We’re taught from a young age that real relationships are ones that stand the test of time. Friendship, loyalty, love - they are supposed to be constants, but no one prepares you for the quiet heartbreak of realising that the people you care about don't see the world the way you do now, or that your forever evolving dreams no longer align with theirs. And like, the fear isn’t necessarily one of which you are afraid that they’ll leave, it's more like your path moving forward, might mean leaving them behind.
I’ve found that outgrowing someone feels like trying to fit back into a favourite hoodie that, for some reason, no longer sits snugly on your shoulder. It’s still familiar, but suddenly there’s an uneasing disconnect, an invisible barrier between you and the person you once were inseparable with. It leaves you questioning your own growth and motivation: Have I become someone else entirely? Or is this just the inevitable reality of growth that no one talks about?
As I reflect on those that I don’t speak to anymore, it’s hard not to feel a pang of guilt, like I owe them some sort of loyalty for all the ways they shaped me. After all, they were there during moments that were critical to who I’ve become, and as much as I feel conflicted about this saying, you really are, to some degree, the summation of all the people you meet. And it makes me feel ungrateful to admit that those connections might just not serve me the same way anymore. There’s a part of me that wishes we could simply just grow together, that our paths wouldn’t pull us in opposite directions, but the cold reality is that growth isn't always synchronised, it's more like a winding road, where every so often, we find ourselves at a fork, forced to choose.
This is where the fear settles in. I worry that by moving forward, I might lose something vital, that by letting go of certain relationships, I’m letting go of parts of myself. Who am I without the people who once defined me? It feels as if by growing away from them, I risk erasing the history we once built together. The memories, the shared laughter, the dreams we whispered to each other in the early hours of the winter days. It makes me start to wonder if growth is just another form of loss, and if so, is it truly worth it?
But maybe the fear of outgrowing people isn’t just about losing others, maybe it's also about the deeper question of who we are becoming. What if the person I’m growing into isnt someone I fully understand yet? What if this version of myself doesn’t know how to connect with the people that used to mean everything? And what if by letting go of those relationships, I realised that my identity was more entangled with theirs that I ever wanted to admit?
I understand that this fear stems from human nature, where a part of us will always crave the comfort of the familiar. We crave the feeling of being understood without needing to explain ourselves. When we outgrow people, we lose parts of that refuge, where our past selves were seen, accepted, and known. And as we go out into the unknown, that sort of familiarity acts as some sort of an anchor, something that we long to return to, even as we pull ourselves away from it.

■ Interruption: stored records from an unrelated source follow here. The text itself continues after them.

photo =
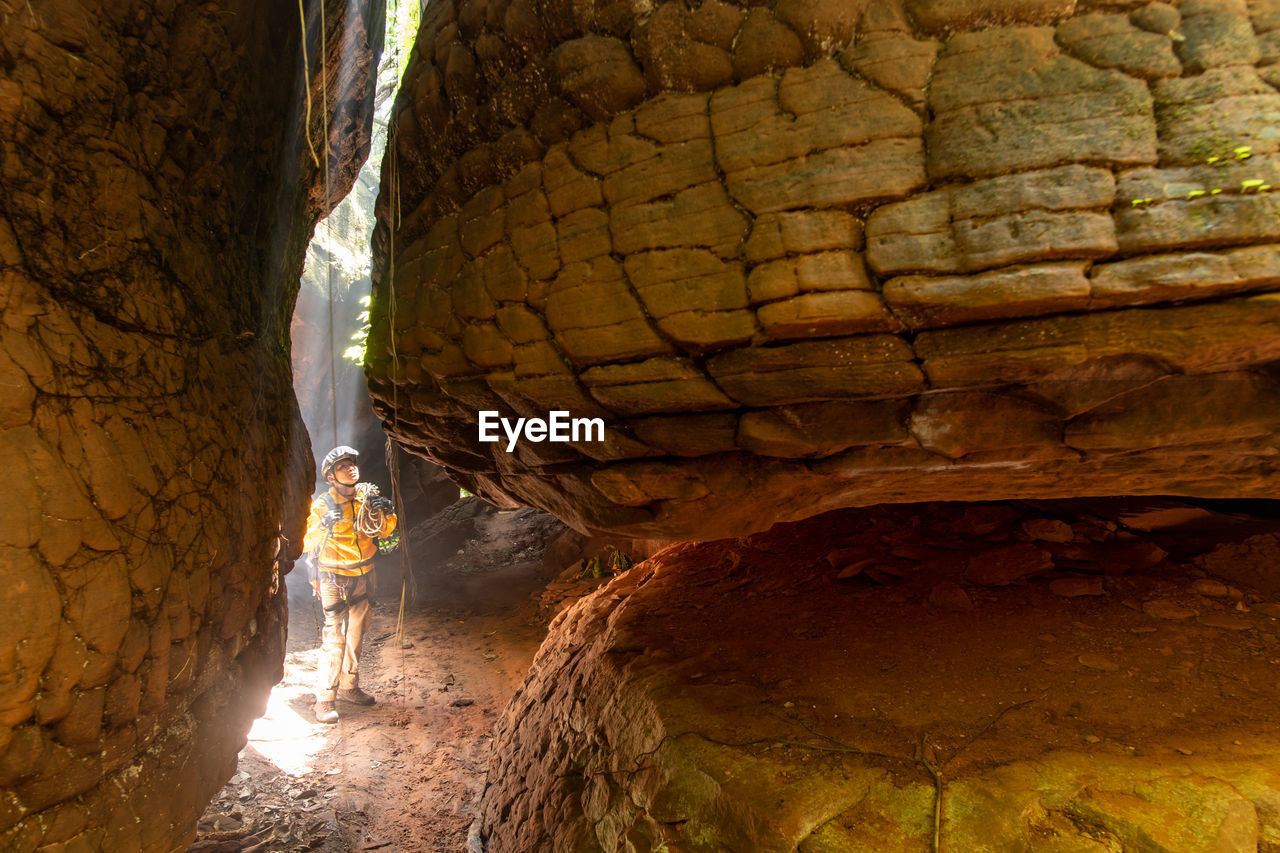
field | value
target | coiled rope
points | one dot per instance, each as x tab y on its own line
369	519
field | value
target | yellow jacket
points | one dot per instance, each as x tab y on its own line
343	550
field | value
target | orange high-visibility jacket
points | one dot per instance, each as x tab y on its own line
343	550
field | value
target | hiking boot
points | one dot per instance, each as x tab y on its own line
356	697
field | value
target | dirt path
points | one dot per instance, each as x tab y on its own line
402	775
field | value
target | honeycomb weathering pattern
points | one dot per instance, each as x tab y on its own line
816	254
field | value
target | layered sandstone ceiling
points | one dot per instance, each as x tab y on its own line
158	199
812	254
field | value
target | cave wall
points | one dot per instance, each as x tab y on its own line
158	201
805	254
938	676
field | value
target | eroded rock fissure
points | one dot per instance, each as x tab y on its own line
1064	218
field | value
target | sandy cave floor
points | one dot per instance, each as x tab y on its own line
405	774
1043	667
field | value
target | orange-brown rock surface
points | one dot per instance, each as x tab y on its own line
903	679
801	255
158	199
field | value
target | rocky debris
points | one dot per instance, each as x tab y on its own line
159	196
720	229
658	715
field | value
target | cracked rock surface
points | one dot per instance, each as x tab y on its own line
1029	676
805	255
156	205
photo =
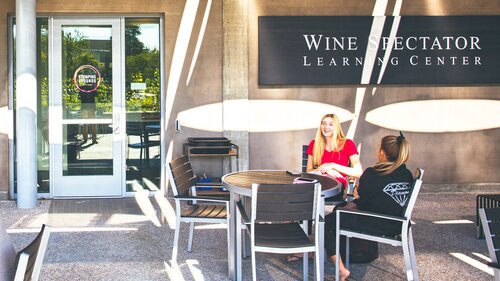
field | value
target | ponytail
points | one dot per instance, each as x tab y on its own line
397	152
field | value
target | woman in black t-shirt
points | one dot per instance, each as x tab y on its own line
383	188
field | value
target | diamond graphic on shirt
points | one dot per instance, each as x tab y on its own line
398	191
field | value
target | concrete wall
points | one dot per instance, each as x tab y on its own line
460	157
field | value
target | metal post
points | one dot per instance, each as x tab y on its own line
26	103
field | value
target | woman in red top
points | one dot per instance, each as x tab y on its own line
331	152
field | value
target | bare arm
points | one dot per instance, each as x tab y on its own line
310	166
355	170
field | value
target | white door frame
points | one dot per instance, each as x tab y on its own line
96	185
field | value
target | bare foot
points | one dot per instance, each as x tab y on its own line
344	274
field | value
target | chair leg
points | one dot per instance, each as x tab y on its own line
191	233
254	264
347	246
407	256
227	243
496	275
176	240
317	253
337	248
305	261
413	256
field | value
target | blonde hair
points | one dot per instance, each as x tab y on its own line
397	152
338	139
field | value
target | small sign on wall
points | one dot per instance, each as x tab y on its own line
353	50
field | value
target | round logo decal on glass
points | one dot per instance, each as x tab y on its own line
87	78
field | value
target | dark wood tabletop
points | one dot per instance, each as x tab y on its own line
241	182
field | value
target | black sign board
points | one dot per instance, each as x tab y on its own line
353	50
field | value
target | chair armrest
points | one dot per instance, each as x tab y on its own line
494	265
371	214
243	213
204	184
202	198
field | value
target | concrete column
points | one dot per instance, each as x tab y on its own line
235	77
26	103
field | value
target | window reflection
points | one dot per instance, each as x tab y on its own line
142	85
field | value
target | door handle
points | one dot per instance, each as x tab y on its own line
116	123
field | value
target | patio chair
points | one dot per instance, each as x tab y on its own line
189	207
404	239
137	129
274	224
490	220
29	260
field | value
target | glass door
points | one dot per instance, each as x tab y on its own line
86	108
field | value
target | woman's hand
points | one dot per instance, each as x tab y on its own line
324	168
334	173
329	168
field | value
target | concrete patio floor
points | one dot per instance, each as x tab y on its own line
125	241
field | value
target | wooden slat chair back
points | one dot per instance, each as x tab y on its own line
490	220
404	239
189	207
182	176
29	260
274	224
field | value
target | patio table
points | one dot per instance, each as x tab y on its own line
240	184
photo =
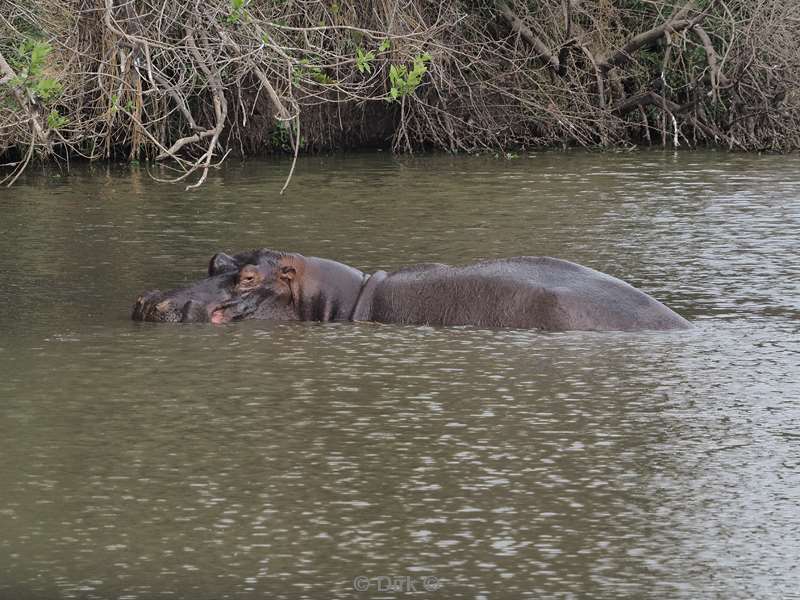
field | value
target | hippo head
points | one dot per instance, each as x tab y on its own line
236	288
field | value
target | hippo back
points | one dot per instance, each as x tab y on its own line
522	292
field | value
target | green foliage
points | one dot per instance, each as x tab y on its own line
29	62
308	71
281	138
404	81
364	60
56	121
237	12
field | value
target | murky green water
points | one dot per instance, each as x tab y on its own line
260	460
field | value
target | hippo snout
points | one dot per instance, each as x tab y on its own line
156	306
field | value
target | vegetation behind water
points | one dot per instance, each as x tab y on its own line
190	81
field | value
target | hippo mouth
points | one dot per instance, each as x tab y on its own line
161	308
236	309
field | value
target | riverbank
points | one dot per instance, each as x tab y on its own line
190	83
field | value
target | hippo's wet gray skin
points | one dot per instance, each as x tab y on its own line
198	303
522	292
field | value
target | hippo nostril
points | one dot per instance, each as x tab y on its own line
164	306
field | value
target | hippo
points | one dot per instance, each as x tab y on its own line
525	292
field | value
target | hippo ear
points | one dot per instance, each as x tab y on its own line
287	274
221	263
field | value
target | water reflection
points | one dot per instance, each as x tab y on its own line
283	460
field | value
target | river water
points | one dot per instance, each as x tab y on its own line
263	460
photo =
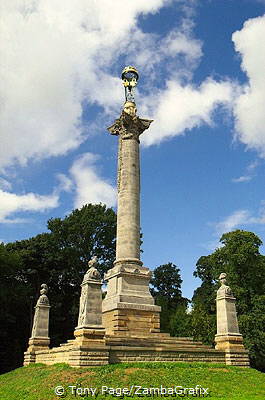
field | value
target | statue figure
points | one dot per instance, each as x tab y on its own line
224	289
43	299
92	272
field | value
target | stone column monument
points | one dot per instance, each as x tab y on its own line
39	339
228	337
128	308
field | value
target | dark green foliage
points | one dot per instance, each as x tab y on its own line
166	290
15	311
59	259
240	259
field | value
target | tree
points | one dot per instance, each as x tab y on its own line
14	313
240	259
166	290
59	259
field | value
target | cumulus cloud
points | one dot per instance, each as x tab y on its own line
89	186
237	218
4	184
183	107
58	56
240	218
249	107
250	173
13	203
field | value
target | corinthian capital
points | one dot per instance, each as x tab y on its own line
129	125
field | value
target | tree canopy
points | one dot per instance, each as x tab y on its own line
59	259
240	259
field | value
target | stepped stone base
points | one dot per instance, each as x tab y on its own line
134	320
120	349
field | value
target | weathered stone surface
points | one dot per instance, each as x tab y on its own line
40	331
90	309
128	280
228	338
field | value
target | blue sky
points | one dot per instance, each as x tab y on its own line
201	66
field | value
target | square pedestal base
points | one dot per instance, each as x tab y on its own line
235	352
131	322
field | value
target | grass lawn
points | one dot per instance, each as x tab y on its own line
38	382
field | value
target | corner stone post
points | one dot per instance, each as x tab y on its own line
228	337
39	339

It's quite strange how guilt can pull you back into relationships that no longer feel right. There’s a sense of duty, as if leaving someone behind is a betrayal, and not even only to them, but also to the person you once were. But somewhere along the line, I've come to learn that growth isn’t an act of betrayal, it's more of an act of self preservation. The more I grasp onto relationships that feel out of sync, the more I risk losing myself to the comfort of the person I used to be.
When I take a step back, I see certain patterns emerge. I notice the quiet moments when I feel my achievements and progress to date more deeply, the choices I made that reflect the value I hold now, and the dreams I now chase that didn’t exist in my life before. And as I sit and linger with these thoughts, it becomes really clear that this sort of growth is necessary, not only for myself but for the integrity of my connections. Because by holding on too tightly, I risk turning these relationships into a stagnant reflection of who I was, rather than allowing them to reflect the person I’m becoming
So outgrowing people might end up not leaving them behind after all. It might just be about respecting the time we shared, honouring the memories we made, and accepting that relationships aren’t meant to be static. They’re living evolving things, just like us, and growth sometimes needs the space to breathe.
I will forever hold a certain tenderness for the people who felt like home, for all the friendships that saw me through all my different phases and versions of myself. They are a part of my story, woven into the very fabric of my being, and perhaps, even as I move forward, I’ll carry them with me in ways that cant be defined by proximity or time. Growth may create distance but it’ll never erase the impact they’ve had on my heart.